The waste heat recovery system developed by our company has broken through the technical bottleneck of traditional industrial waste heat boilers, adopting new materials for heat exchange equipment, developing high-strength heat exchange components and optimizing heat exchange devices, achieving the goals of high energy recovery rate, stable operation, low investment, low operating cost, and strong applicability. The equipment structure of this project is compact and occupies a small area, which can be used to match new projects or easily used for the renovation of old projects.

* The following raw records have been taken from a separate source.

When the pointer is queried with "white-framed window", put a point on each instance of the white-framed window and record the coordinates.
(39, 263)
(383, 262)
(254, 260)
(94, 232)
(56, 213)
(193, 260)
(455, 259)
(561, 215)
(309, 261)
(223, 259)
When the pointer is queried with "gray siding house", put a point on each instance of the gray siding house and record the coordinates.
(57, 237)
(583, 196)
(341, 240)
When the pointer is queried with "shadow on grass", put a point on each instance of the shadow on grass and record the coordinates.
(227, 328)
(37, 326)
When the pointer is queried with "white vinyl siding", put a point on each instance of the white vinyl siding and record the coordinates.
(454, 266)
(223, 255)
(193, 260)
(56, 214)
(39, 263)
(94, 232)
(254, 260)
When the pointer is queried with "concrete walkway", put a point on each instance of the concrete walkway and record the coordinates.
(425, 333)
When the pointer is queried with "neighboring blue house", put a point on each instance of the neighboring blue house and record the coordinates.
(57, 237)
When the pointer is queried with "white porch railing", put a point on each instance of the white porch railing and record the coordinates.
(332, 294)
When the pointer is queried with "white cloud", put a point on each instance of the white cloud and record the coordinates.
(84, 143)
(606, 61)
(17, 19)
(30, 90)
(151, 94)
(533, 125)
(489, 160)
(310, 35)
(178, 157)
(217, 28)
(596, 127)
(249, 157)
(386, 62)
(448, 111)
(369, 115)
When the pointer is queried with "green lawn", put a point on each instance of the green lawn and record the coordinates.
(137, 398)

The productization of the project will significantly reduce the emissions of pollutants from flue gas in China's industrial production, and contribute to the purification of the country's atmosphere.

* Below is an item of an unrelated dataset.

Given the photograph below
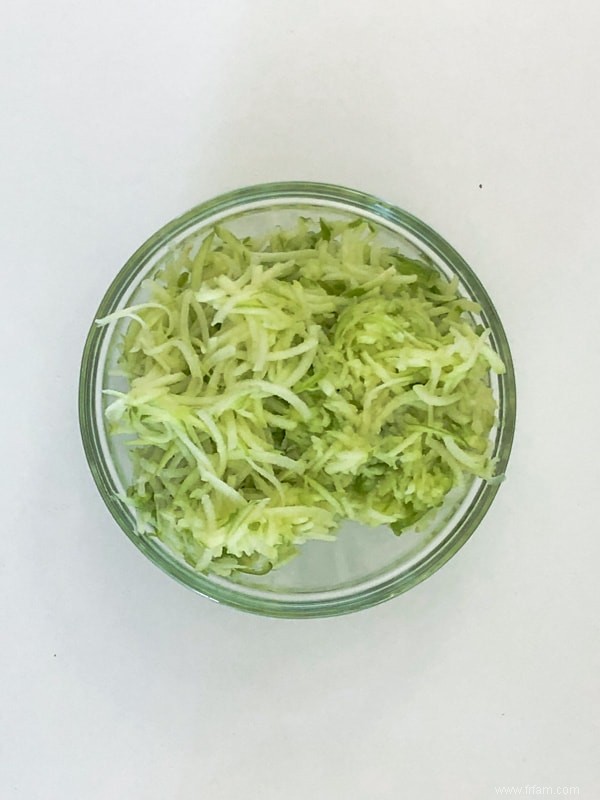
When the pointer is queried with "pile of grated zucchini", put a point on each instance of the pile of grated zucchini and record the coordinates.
(280, 385)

The various sensible heat emissions emitted by various industries during production or equipment operation, if directly discharged into the atmosphere, will cause a large amount of thermal energy loss. Our company has successfully developed a heat pipe waste heat boiler using heat pipe technology, which recovers the sensible heat from low-temperature exhaust gas into low-pressure saturated steam for production and daily use, achieving the dual goals of energy conservation, consumption reduction, and environmental protection.

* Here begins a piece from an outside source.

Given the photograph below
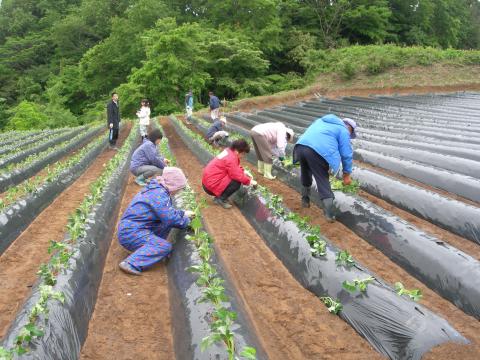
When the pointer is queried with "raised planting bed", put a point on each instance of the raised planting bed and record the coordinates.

Structure and characteristics

High heat transfer coefficient, good effect, compact equipment, small volume, and small installation space.
By adjusting the heat transfer area between the cold and hot media according to the specific operating conditions of the equipment, the surface temperature distribution of the heat transfer elements can be changed, successfully avoiding low-temperature acid dew point corrosion.
Two types of media are used to achieve secondary wall heat transfer, and the fluids are not in series with each other. If one or more heat pipes are damaged, it does not affect the continuous and stable operation of the equipment.
Both media pass through the outside of the heat pipe, with a single return operation and low medium resistance.
According to the characteristics of the flue gas, adjust the medium flow rate reasonably to achieve self cleaning, no scaling, and no blockage of the medium when passing through the surface of the heat pipe. The minimum temperature difference required for heat transfer between media is small, which can achieve low-temperature recovery of waste heat.
The heat pipe is fixed at a single point on the inner cylinder wall (steam drum) and freely suspended in the flue gas channel, with unrestricted thermal expansion and contraction, no stress damage, and a long service life.